Step 2: In time $t$ , point $B$ reaches $C$ ( $BC = v_1 t$ ). Simultaneously, secondary wavelet from $A$ travels into medium 2 a distance $AE = v_2 t$ .
Step 3: Tangent $CE$ represents the refracted wavefront.
Step 4: In $\triangle ABC$ , $\sin i = BC/AC = v_1 t / AC$ .
In $\triangle AEC$ , $\sin r = AE/AC = v_2 t / AC$ .
Dividing: $\frac{\sin i}{\sin r} = \frac{v_1}{v_2} = n_{21}$ .

2. Derive the expression for fringe width in Young’s Double Slit Experiment (YDSE).

Path Difference: $\Delta p = S_2P - S_1P \approx \frac{xd}{D}$ (for $D \gg d$ ).
Bright Fringes: $\Delta p = n\lambda \Rightarrow x_n = \frac{n\lambda D}{d}$ .
Fringe Width ( $\beta$ ): Distance between consecutive bright fringes.
$\beta = x_{n+1} - x_n = \frac{(n+1)\lambda D}{d} - \frac{n\lambda D}{d}$
$\beta = \frac{\lambda D}{d}$ .

3. Draw the intensity distribution graph for Diffraction due to a single slit and compare it with Interference.

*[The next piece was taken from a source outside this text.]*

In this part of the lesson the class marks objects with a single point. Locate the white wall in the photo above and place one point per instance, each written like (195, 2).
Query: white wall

Interference vs Diffraction Intensity Graph

Comparison:

Interference: All bright fringes are of equal width and equal intensity.
Diffraction: The central maximum is the widest (double width) and brightest. Intensity of secondary maxima falls off rapidly.

Part 4: Numericals

1. In a YDSE setup, the slits are separated by 0.28 mm and the screen is placed 1.4 m away. The distance between the central bright fringe and the fourth bright fringe is measured to be 1.2 cm. Determine the wavelength of light used.

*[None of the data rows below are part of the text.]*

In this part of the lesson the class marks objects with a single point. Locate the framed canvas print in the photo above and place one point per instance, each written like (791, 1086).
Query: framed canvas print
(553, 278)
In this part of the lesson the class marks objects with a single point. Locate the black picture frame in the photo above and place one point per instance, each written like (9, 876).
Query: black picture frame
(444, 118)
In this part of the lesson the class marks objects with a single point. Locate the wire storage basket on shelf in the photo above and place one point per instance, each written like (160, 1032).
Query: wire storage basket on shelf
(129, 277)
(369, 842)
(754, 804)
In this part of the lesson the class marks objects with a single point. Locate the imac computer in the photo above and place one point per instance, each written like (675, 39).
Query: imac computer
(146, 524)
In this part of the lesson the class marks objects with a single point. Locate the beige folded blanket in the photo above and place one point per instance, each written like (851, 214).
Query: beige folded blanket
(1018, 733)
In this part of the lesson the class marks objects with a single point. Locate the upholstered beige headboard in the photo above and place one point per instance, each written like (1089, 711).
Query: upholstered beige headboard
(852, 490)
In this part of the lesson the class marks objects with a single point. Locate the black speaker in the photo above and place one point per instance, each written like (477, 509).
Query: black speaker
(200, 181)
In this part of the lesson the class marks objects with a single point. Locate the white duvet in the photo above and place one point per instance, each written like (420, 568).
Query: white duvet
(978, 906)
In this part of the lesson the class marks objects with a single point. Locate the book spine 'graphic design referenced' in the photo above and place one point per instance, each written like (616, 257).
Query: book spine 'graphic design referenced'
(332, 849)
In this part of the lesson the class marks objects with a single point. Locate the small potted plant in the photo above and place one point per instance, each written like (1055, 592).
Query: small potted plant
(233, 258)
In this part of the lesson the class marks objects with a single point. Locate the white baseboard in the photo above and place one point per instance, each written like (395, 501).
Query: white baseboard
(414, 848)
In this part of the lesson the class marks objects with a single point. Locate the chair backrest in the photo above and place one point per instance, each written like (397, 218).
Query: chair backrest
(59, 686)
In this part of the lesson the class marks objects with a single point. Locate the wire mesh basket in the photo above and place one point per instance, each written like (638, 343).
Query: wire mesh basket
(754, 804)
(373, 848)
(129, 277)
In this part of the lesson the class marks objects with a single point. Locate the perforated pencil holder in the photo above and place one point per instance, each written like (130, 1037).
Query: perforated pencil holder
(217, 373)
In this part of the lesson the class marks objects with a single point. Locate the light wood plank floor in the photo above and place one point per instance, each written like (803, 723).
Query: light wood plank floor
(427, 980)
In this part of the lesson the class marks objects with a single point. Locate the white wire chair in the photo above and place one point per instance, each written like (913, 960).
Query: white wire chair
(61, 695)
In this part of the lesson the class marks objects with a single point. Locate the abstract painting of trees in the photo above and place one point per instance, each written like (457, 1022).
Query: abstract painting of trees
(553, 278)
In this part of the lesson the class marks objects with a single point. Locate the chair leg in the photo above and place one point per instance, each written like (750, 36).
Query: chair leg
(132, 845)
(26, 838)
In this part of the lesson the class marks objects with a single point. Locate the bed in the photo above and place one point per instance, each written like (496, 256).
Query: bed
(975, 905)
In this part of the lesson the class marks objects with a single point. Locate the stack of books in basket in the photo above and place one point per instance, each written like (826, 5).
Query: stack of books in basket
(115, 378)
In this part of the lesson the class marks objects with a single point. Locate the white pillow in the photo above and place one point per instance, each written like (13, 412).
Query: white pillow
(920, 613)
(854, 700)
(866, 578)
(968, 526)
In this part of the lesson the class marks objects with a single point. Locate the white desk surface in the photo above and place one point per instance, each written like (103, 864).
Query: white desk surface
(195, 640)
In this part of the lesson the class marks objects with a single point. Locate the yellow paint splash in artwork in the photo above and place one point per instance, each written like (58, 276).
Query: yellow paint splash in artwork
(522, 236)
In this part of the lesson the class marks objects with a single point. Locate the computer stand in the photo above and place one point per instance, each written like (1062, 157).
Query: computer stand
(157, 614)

Given: $d = 0.28 \times 10^{-3}$ m, $D = 1.4$ m, $x_4 = 1.2 \times 10^{-2}$ m, $n=4$ .
Formula: $x_n = \frac{n\lambda D}{d}$
$\lambda = \frac{x_n d}{n D} = \frac{(1.2 \times 10^{-2})(0.28 \times 10^{-3})}{4 \times 1.4}$
$\lambda = \frac{0.336 \times 10^{-5}}{5.6} = 0.06 \times 10^{-5} = 6 \times 10^{-7}$ m.
$\lambda = 600$ nm.

2. Two polaroids are placed 90° to each other. A third polaroid is placed between them such that its axis makes an angle of 30° with the first. If intensity of unpolarized light incident on the first is $I_0$ , find the final intensity.

1. After 1st polaroid: $I_1 = I_0/2$ .
2. After 2nd polaroid (angle $30^\circ$ ): $I_2 = I_1 \cos^2(30^\circ) = (I_0/2)(\frac{\sqrt{3}}{2})^2 = \frac{3I_0}{8}$ .
3. Angle between 2nd and 3rd polaroid: Since P1 and P3 are at $90^\circ$ , angle between P2 and P3 is $90^\circ - 30^\circ = 60^\circ$ .
4. Final Intensity ( $I_3$ ): $I_3 = I_2 \cos^2(60^\circ) = (\frac{3I_0}{8})(\frac{1}{2})^2 = \frac{3I_0}{32}$ .

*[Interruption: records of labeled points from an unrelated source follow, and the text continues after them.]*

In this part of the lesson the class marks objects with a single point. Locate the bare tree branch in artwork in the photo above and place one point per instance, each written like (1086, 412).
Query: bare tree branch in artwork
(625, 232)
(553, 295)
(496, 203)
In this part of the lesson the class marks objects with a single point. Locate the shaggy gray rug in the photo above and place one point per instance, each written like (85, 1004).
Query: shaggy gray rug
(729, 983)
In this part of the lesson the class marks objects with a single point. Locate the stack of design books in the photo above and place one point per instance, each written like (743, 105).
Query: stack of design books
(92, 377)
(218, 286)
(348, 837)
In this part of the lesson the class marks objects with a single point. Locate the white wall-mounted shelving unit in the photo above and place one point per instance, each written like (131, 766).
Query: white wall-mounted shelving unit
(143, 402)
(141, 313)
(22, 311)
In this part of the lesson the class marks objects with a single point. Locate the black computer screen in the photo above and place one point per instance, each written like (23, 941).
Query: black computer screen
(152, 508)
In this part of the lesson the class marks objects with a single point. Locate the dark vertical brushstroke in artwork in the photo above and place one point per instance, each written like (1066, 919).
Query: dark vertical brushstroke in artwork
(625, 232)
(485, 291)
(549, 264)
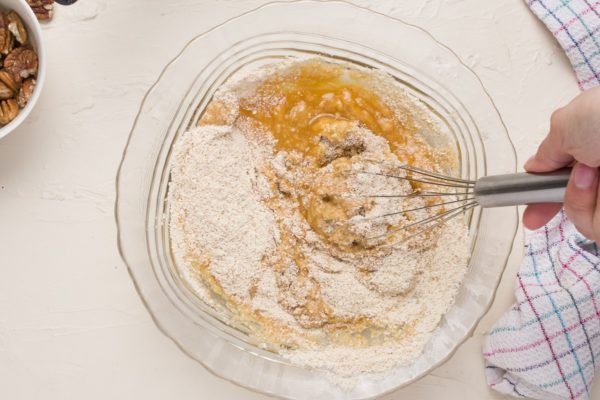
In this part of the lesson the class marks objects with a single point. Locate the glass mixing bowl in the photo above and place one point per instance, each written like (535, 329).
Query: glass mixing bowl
(340, 31)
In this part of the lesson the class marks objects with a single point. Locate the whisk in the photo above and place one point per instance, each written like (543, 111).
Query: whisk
(489, 191)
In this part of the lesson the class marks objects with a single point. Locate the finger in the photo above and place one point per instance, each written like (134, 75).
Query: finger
(580, 198)
(552, 153)
(538, 215)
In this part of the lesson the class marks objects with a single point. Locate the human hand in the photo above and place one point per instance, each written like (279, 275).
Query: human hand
(574, 138)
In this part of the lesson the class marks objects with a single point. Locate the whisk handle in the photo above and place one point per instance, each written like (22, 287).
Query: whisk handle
(522, 188)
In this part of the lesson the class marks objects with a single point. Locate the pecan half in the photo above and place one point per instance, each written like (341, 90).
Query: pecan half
(21, 63)
(8, 111)
(25, 92)
(16, 27)
(8, 81)
(7, 41)
(43, 9)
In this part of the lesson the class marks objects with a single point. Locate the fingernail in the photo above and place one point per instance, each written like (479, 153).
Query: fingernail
(529, 162)
(584, 176)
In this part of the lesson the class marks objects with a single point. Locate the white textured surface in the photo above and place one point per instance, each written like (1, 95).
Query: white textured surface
(71, 323)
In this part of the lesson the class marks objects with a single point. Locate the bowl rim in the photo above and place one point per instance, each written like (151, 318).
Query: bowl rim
(176, 58)
(34, 30)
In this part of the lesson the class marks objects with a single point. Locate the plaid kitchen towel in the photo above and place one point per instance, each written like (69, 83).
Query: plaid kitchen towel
(547, 345)
(576, 26)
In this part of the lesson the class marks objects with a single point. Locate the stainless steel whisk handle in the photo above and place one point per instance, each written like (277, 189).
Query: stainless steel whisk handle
(522, 188)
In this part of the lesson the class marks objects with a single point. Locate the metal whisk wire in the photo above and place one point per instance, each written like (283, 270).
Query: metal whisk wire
(488, 191)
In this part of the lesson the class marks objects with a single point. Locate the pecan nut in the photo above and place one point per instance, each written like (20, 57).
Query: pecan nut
(25, 92)
(7, 42)
(43, 9)
(8, 110)
(21, 63)
(8, 81)
(16, 27)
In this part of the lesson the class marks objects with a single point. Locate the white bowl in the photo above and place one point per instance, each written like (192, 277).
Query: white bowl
(34, 32)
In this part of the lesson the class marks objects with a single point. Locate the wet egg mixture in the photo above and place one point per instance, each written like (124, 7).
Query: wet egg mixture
(284, 214)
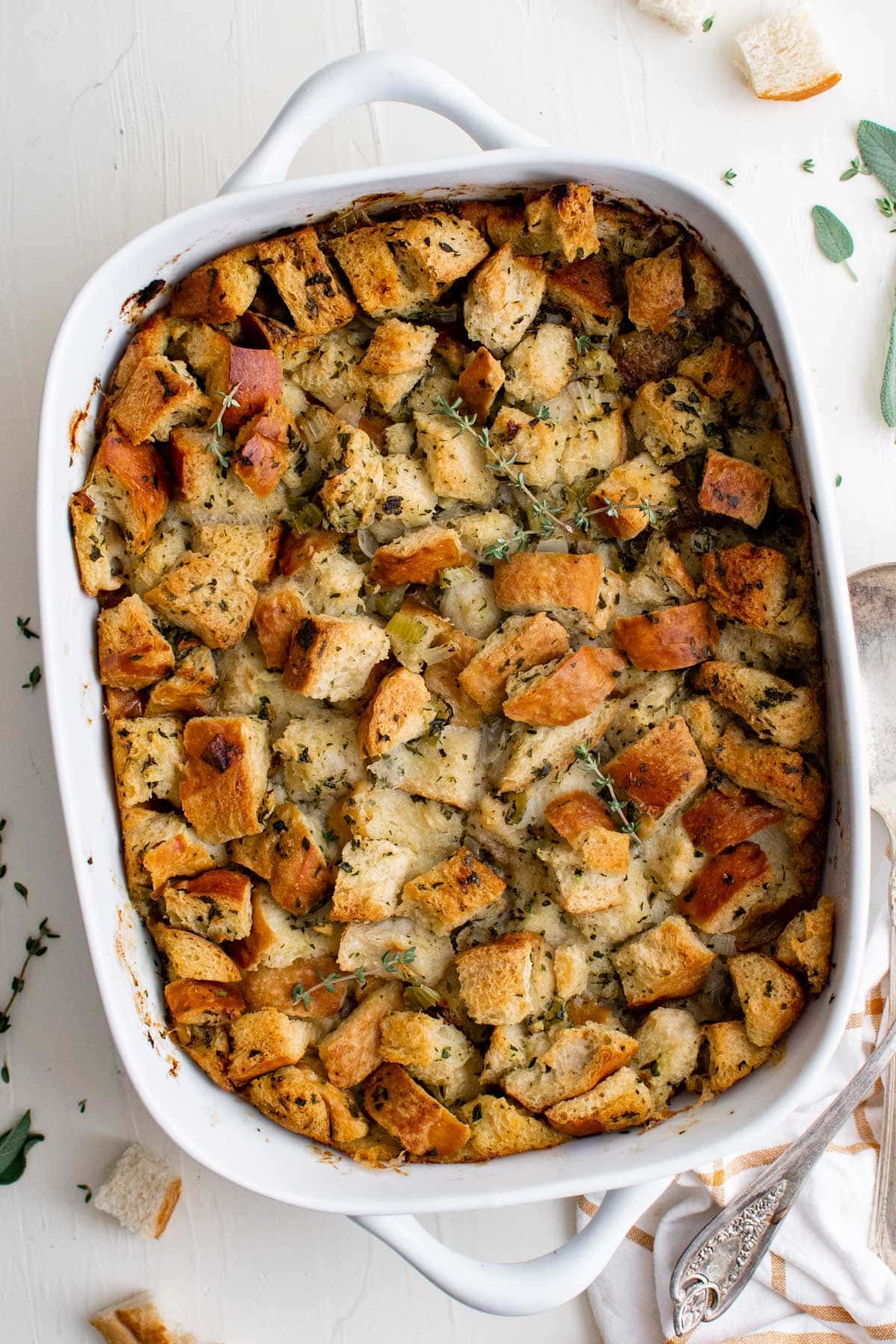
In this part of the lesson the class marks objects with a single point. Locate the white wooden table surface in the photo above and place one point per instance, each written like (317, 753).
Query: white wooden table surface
(117, 114)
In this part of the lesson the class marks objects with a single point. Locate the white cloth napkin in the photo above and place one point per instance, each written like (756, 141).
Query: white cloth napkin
(820, 1283)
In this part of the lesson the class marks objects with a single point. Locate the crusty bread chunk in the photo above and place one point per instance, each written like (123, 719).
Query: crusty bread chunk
(732, 1055)
(215, 905)
(660, 771)
(134, 653)
(500, 1129)
(672, 420)
(206, 598)
(305, 281)
(453, 893)
(770, 998)
(541, 581)
(668, 961)
(141, 1191)
(507, 980)
(656, 289)
(503, 299)
(774, 709)
(134, 487)
(403, 1109)
(785, 57)
(225, 776)
(806, 942)
(561, 692)
(332, 656)
(621, 1101)
(352, 1050)
(727, 816)
(673, 638)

3. Light of wavelength 5000 Å falls on a plane reflecting surface. What are the wavelength and frequency of the reflected light? For what angle of incidence is the reflected ray normal to the incident ray?

(a) Wavelength and frequency do not change on reflection.
$\lambda = 5000$ Å.
$\nu = c/\lambda = \frac{3 \times 10^8}{5 \times 10^{-7}} = 6 \times 10^{14}$ Hz.
(b) If reflected ray is normal to incident ray, angle between them is $90^\circ$ .
From law of reflection ( $i=r$ ): $i + r = 90^\circ \Rightarrow 2i = 90^\circ \Rightarrow i = 45^\circ$ .

Part 5: Case Study

Case Study: Coherent Sources in Nature
In Young’s Double Slit Experiment, we use a single source divided into two to create coherence. However, in nature, it is difficult to find two independent sources that are coherent. This is why we don’t see interference patterns from two headlights of a car. Interference effects are commonly seen in thin films, like soap bubbles or oil slicks on wet roads. Here, light reflected from the top surface interferes with light reflected from the bottom surface of the film.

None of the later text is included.